Verify it's running:

curl http://localhost:1234/v1/models

3. Docker

Required for running SearXNG. Install Docker Desktop or Docker Engine.

4. Python 3.11+

python --version  # Should be 3.11 or higher

Project Setup

Create Project Structure

mkdir miromind && cd miromind
git init

Create Requirements

requirements.txt:

fastapi>=0.109.0
uvicorn[standard]>=0.27.0
httpx>=0.26.0
beautifulsoup4>=4.12.0
lxml>=5.1.0
pyyaml>=6.0.1
typer>=0.9.0
rich>=13.7.0
sse-starlette>=2.0.0
pydantic>=2.0.0

Create Configuration

config.yaml:

lm_studio:
  url: "http://localhost:1234/v1"
  model: "mirothinker-v1.5"

searxng:
  url: "http://localhost:8081"

agent:
  max_iterations_quick: 10
  max_iterations_deep: 200
  context_keep_recent: 5

server:
  host: "0.0.0.0"
  port: 8000

Create Docker Compose for SearXNG

docker-compose.yaml:

services:
  searxng:
    image: searxng/searxng:latest
    container_name: miromind-searxng
    ports:
      - "8081:8080"
    volumes:
      - ./searxng:/etc/searxng:rw
    environment:
      - SEARXNG_BASE_URL=http://localhost:8081/
    restart: unless-stopped

Create SearXNG Configuration

mkdir searxng

searxng/settings.yml:

use_default_settings: true

server:
  secret_key: "change-this-in-production"
  limiter: false
  image_proxy: false

search:
  safe_search: 0
  autocomplete: ""
  default_lang: "en"
  formats:
    - html
    - json

engines:
  - name: google
    disabled: false
  - name: bing
    disabled: false
  - name: duckduckgo
    disabled: false
  - name: wikipedia
    disabled: false

outgoing:
  request_timeout: 10.0

Core Implementation

Directory Structure

miromind/
├── src/
│   ├── __init__.py
│   ├── config.py      # Configuration loader
│   ├── models.py      # Pydantic models
│   ├── agent.py       # Core agent with tool-calling loop
│   ├── main.py        # FastAPI application
│   └── tools/
│       ├── __init__.py
│       ├── search.py  # SearXNG search tool
│       └── fetch.py   # Webpage fetch tool
├── static/
│   └── index.html     # Web UI
└── cli.py             # Command-line interface

Config Loader (src/config.py)

from pathlib import Path
from typing import Optional
import yaml
from pydantic import BaseModel


class LMStudioConfig(BaseModel):
    url: str = "http://localhost:1234/v1"
    model: str = "mirothinker-v1.5"


class SearXNGConfig(BaseModel):
    url: str = "http://localhost:8081"


class AgentConfig(BaseModel):
    max_iterations_quick: int = 10
    max_iterations_deep: int = 200
    context_keep_recent: int = 5


class ServerConfig(BaseModel):
    host: str = "0.0.0.0"
    port: int = 8000


class Config(BaseModel):
    lm_studio: LMStudioConfig = LMStudioConfig()
    searxng: SearXNGConfig = SearXNGConfig()
    agent: AgentConfig = AgentConfig()
    server: ServerConfig = ServerConfig()

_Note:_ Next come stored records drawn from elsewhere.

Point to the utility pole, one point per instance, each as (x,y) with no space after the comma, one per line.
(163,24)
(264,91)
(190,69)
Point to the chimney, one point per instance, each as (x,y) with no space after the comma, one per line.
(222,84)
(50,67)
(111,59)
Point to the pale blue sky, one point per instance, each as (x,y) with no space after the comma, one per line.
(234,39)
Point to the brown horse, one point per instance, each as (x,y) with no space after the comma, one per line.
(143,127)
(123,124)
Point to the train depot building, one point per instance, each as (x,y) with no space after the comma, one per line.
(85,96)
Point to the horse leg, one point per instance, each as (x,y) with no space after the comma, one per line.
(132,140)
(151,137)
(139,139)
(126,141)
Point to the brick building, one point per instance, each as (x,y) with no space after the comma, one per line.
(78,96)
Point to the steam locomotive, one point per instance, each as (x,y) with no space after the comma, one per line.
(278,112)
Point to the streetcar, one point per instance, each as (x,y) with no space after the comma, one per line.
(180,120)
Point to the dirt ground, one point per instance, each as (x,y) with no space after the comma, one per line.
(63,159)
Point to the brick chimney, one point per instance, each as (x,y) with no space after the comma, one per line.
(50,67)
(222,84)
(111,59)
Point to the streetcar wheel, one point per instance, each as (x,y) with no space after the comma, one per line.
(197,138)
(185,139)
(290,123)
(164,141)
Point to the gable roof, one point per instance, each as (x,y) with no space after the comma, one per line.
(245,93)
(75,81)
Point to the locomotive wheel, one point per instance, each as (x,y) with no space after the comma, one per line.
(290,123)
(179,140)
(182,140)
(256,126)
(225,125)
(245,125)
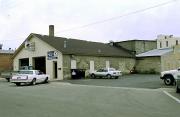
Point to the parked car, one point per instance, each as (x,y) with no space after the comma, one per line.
(170,76)
(29,77)
(106,72)
(178,85)
(8,74)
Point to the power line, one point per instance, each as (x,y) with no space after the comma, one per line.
(118,17)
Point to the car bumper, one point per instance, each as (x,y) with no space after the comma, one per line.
(21,80)
(161,77)
(178,82)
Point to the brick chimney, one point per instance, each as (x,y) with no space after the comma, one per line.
(0,46)
(51,30)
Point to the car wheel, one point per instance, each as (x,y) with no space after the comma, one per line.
(46,80)
(109,76)
(93,76)
(177,89)
(33,82)
(116,77)
(8,79)
(168,80)
(18,84)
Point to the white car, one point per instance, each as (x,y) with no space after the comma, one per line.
(106,72)
(29,77)
(170,76)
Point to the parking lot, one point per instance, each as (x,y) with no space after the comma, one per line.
(131,95)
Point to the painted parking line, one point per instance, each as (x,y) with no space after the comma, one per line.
(95,86)
(171,96)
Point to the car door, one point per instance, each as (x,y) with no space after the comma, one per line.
(104,72)
(39,76)
(99,72)
(178,73)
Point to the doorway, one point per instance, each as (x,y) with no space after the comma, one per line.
(23,62)
(39,63)
(55,69)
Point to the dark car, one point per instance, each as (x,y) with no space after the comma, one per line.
(178,85)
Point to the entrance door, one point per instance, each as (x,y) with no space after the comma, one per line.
(39,63)
(23,63)
(91,66)
(55,69)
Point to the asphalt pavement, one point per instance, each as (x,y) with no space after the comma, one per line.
(65,99)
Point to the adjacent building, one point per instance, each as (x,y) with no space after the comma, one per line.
(57,56)
(165,57)
(138,46)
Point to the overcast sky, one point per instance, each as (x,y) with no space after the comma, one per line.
(19,18)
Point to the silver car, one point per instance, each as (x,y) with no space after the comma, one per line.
(106,72)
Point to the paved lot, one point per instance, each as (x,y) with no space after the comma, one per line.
(79,100)
(134,80)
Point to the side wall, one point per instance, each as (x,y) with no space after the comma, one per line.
(5,62)
(139,46)
(144,46)
(171,60)
(83,62)
(148,64)
(41,49)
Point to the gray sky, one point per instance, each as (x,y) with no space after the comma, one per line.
(19,18)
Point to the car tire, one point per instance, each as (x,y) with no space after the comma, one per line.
(18,84)
(8,79)
(46,80)
(33,82)
(116,77)
(109,76)
(93,76)
(177,89)
(168,80)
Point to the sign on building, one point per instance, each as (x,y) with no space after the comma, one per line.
(52,55)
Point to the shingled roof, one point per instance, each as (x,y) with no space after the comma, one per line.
(81,47)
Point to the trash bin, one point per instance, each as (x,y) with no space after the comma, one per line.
(77,73)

_config: Optional[Config] = None


def load_config(path: Path = Path("config.yaml")) -> Config:
    global _config
    if _config is not None:
        return _config

    if path.exists():
        with open(path) as f:
            data = yaml.safe_load(f)
        _config = Config(**data)
    else:
        _config = Config()

    return _config


def get_config() -> Config:
    if _config is None:
        return load_config()
    return _config

Pydantic Models (src/models.py)

from typing import Optional, Literal
from pydantic import BaseModel, Field
from enum import Enum


class ResearchMode(str, Enum):
    QUICK = "quick"
    DEEP = "deep"


class ResearchRequest(BaseModel):
    query: str = Field(..., description="The research query")
    mode: ResearchMode = Field(default=ResearchMode.QUICK)

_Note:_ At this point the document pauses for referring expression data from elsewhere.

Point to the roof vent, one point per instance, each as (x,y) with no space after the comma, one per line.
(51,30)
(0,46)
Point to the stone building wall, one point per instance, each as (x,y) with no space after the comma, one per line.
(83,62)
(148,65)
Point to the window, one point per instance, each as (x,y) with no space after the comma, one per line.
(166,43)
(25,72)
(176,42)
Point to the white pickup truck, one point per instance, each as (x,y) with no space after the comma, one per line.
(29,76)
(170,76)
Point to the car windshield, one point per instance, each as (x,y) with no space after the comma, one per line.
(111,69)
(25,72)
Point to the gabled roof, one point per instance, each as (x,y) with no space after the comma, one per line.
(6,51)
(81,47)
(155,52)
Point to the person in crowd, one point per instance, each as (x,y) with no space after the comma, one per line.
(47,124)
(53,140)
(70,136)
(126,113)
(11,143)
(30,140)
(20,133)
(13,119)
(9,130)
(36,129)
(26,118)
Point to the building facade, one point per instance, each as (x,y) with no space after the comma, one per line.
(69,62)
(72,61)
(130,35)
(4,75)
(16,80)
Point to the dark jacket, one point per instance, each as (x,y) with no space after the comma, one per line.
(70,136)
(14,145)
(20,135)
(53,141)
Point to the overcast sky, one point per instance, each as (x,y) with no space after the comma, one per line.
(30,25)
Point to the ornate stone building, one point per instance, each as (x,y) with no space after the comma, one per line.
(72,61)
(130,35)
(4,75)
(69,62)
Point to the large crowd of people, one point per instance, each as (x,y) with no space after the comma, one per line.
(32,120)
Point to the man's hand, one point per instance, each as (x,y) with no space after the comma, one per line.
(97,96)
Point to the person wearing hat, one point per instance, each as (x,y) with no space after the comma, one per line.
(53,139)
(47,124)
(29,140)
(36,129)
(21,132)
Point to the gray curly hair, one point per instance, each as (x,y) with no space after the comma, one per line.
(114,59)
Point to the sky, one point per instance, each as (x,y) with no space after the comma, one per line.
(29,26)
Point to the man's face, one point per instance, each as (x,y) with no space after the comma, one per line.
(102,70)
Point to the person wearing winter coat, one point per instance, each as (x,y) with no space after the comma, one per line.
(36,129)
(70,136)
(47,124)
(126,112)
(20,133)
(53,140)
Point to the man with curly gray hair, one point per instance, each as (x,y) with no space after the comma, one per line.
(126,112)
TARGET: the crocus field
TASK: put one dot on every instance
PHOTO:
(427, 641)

class ResearchStatus(str, Enum):
    PENDING = "pending"
    IN_PROGRESS = "in_progress"
    COMPLETED = "completed"
    FAILED = "failed"


class ResearchResponse(BaseModel):
    id: str
    status: ResearchStatus
    query: str
    answer: Optional[str] = None
    tool_calls_count: int = 0
    error: Optional[str] = None


class StreamEvent(BaseModel):
    event: Literal["thinking", "tool_call", "tool_result", "answer", "error"]
    data: str

Search Tool (src/tools/search.py)

import httpx
from src.config import get_config


async def web_search(query: str, num_results: int = 10) -> str:
    """Search the web using SearXNG."""
    config = get_config()

    async with httpx.AsyncClient(timeout=30.0) as client:
        response = await client.get(
            f"{config.searxng.url}/search",
            params={"q": query, "format": "json", "pageno": 1}
        )
        response.raise_for_status()
        data = response.json()

    results = data.get("results", [])[:num_results]

    if not results:
        return f"No results found for: {query}"

    formatted = []
    for i, r in enumerate(results, 1):
        title = r.get("title", "No title")
        url = r.get("url", "")
        snippet = r.get("content", "No description")
        formatted.append(f"{i}. {title}\n   URL: {url}\n   {snippet}")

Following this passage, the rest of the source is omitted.